しいたげられたしいたけ

空気を読まない。他人に空気を読むことを要求しない

丸山勇『カラー版 ブッダの旅』(岩波新書)

カラー版 ブッダの旅 (岩波新書)

カラー版 ブッダの旅 (岩波新書)

新書版ながら、全編カラーの写真集。
本文はブッダの伝記。

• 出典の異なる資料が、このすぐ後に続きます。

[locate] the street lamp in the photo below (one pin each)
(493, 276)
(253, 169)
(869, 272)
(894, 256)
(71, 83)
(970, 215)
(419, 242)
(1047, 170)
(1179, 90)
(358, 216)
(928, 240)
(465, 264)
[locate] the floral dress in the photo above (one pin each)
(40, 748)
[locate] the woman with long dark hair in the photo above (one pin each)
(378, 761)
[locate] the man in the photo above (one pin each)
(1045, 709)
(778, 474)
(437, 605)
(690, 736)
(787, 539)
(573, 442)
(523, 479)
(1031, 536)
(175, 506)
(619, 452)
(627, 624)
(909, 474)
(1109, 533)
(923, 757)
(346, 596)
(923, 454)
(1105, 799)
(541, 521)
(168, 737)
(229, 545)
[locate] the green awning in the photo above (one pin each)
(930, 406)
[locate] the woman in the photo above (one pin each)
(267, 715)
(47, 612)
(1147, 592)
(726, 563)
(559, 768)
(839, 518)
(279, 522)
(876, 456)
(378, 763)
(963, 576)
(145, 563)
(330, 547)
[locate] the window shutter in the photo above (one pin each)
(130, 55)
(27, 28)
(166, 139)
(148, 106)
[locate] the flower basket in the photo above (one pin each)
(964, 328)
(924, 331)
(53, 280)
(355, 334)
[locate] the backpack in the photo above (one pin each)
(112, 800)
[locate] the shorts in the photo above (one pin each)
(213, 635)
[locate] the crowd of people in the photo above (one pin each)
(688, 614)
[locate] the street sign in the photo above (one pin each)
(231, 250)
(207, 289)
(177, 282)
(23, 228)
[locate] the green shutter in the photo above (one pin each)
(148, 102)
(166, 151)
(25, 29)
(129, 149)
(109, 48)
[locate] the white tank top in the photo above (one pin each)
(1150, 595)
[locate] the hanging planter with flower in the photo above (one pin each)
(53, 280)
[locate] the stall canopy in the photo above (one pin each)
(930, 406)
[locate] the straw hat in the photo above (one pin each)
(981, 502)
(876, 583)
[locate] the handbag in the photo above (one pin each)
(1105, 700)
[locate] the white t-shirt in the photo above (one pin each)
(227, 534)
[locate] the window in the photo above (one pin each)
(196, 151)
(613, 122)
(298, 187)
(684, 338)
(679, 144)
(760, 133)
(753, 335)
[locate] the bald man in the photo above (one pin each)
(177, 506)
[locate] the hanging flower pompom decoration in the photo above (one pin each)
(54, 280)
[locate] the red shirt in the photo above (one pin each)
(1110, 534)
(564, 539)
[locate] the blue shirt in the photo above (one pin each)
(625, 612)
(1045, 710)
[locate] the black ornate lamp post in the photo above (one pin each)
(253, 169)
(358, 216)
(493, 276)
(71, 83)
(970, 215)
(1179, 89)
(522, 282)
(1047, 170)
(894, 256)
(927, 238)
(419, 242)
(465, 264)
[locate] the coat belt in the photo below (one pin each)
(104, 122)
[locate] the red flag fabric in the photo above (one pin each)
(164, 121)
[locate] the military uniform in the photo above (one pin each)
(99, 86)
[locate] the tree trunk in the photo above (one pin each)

誕生から、出家、苦行、成道、布教、入滅までがオーソドックスに辿られ、例えば『仏教 第2版 (岩波新書)』の記述とだいたい重なる。
本書の特徴は、王舎城(ラージャグリハ)、象頭山(ガヤー・シーサー山)、鹿野苑サールナート)、霊鷲山(グリドラクータ)、祇園精舎(ジェータヴァナ)など仏典で名高い地名の現在の姿が、ふんだんなカラー写真で紹介されていることである。
ジェット機とオフセット印刷技術の時代に生きるありがたみではあるが、一方で、現物を知らないで「霊鷲山」なら「霊鷲山」という字面だけを眺めたときに脳裡に生じる、何と言うか「浄土に近い場所」というイメージと、現実の荒涼とした岩山の写真を見せられたときの「地球のどこか一箇所」というイメージとの落差に、戸惑いを感じないではいられないという面もある。
阿弥陀如来みそなわす極楽浄土も、薬師如来みそなわす浄瑠璃浄土も、もはや地球上には存在する余地がなくて、物理的に牽強付会するのであれば、もはや「別の泡宇宙」ぐらいにしかその置き所を見出せないのではないか。なに、泡宇宙同士が物質的には完全に断絶していても、霊魂や精神であればその垣根を乗り越えることは可能なのであろう。多分。知らんけど。